RE:RE:RE:RE:Treated Patients 13 to 30
DJDawg wrote:
Great conversation everyone. I just wanted to say that the patient tracker is almosr 100% based on the most recent newsletter. I just did the following:
- pluggedin the optimized patients as that is easy.
https://postimg.cc/jLWvsJRp
- then added in phase1b patient trio.
https://postimg.cc/yWGXrY0v
- finally, played with the spreadsheet to make the 33 total patients from the newsletter, make sense given the optimized and the 1b patient trio. In doing this I had to make some guesses. For example, to make the PR and CR numbers make sense at 180 days I assumed that one CR converted to a PR. Then to make it work at 270, one the NR totals only worked if we assumed that the PR patient converted to NR. And so forth. Really kind of like a soduku or wordle puzzle.
https://postimg.cc/XXr9FStF
I would really really love it if someone would duplicate the process from scratch from November newsletter to see if I made a mistake in assumptions. Takes half an hour to do.

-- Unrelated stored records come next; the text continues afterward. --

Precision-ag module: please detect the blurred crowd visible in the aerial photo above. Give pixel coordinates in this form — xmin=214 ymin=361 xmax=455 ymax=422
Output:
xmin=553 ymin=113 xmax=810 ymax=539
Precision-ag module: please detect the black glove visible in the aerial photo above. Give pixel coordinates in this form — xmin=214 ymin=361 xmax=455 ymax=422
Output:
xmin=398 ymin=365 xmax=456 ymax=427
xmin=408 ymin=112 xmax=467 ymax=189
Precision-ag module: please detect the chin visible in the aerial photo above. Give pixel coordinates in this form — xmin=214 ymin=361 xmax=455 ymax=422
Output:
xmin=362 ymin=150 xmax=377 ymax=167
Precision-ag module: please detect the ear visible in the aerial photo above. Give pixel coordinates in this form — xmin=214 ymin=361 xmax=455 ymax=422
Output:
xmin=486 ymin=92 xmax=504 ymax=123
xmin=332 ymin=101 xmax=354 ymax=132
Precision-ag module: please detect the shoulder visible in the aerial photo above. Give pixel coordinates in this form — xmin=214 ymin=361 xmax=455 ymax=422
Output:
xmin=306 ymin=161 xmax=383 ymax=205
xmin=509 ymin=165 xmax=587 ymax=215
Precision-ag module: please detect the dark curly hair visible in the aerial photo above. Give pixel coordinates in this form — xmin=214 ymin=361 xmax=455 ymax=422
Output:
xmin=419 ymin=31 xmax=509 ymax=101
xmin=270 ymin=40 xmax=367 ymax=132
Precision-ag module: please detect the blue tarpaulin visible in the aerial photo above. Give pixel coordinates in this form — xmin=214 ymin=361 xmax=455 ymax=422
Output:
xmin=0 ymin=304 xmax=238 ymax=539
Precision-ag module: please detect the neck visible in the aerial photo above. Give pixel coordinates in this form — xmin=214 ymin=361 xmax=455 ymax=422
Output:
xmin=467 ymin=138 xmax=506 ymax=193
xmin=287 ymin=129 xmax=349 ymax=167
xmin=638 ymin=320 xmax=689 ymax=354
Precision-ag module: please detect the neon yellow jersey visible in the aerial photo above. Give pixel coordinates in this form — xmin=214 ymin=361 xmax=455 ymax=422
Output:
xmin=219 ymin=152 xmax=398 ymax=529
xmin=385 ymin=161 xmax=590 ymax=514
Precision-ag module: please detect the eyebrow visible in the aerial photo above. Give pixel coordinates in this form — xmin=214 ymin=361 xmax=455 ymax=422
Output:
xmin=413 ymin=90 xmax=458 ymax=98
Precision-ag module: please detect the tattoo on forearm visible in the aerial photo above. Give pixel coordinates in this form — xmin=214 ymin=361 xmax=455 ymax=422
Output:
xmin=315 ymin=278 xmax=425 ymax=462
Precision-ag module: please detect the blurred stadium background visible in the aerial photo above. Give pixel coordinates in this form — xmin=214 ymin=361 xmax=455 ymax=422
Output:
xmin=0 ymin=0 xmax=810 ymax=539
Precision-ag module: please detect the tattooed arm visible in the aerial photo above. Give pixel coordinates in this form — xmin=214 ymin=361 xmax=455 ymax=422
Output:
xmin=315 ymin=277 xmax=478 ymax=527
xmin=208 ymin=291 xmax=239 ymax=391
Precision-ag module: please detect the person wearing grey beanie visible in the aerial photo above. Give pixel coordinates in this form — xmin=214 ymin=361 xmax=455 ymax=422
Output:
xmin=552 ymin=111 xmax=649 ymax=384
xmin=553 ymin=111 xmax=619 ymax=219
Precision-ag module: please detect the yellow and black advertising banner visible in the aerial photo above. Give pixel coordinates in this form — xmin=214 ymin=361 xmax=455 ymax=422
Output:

As a final comment TLT sometimes posts data in a way that doesn't make sense math-wise so I think they are still error prone on their end. For example, looking at the new corp slide deck, I can't make sense of the math on slide 11, right sided image. The only way that it work is if the 90 day patient total is 18 but the 180,270,360,450 group size is 22 (not 18 which is what TLT says is the total in the newsletter itself). To add to the confusion the right side image says 33 on it.
https://postimg.cc/1nq6kDGB
So some of our challenges may be on the data we are working from.
Cheers.
When reporting data, it would behoove the company imo to separate the "fully" optimized (starting with patient 13) from the rest. The last newsletter did separate the data on optimized patients, however, this less than fully optimized group included those who had received an initial underdosed treatment. Combining data from a rightfully abandoned protocol with the corrected version simply gives an inaccurate representation of our ACT as currently recommended... not to mention providing a very confusing (if not impossible) picture for the lay public/investment community to interpret. Even the 1b results are only a measure of a patient's response after a "single" treatment, & as encouraging as these results are, this data may ultimately not reflect the true durability potential of our "two-dose" ACT. All imo.
Moving forward, I hope data can be reported in a more sensible way, separating the "fully" optimized from the less optimized from the entire patient population. In the end, it is the "fully" optimized group that should get the FDA's full attention. JMO.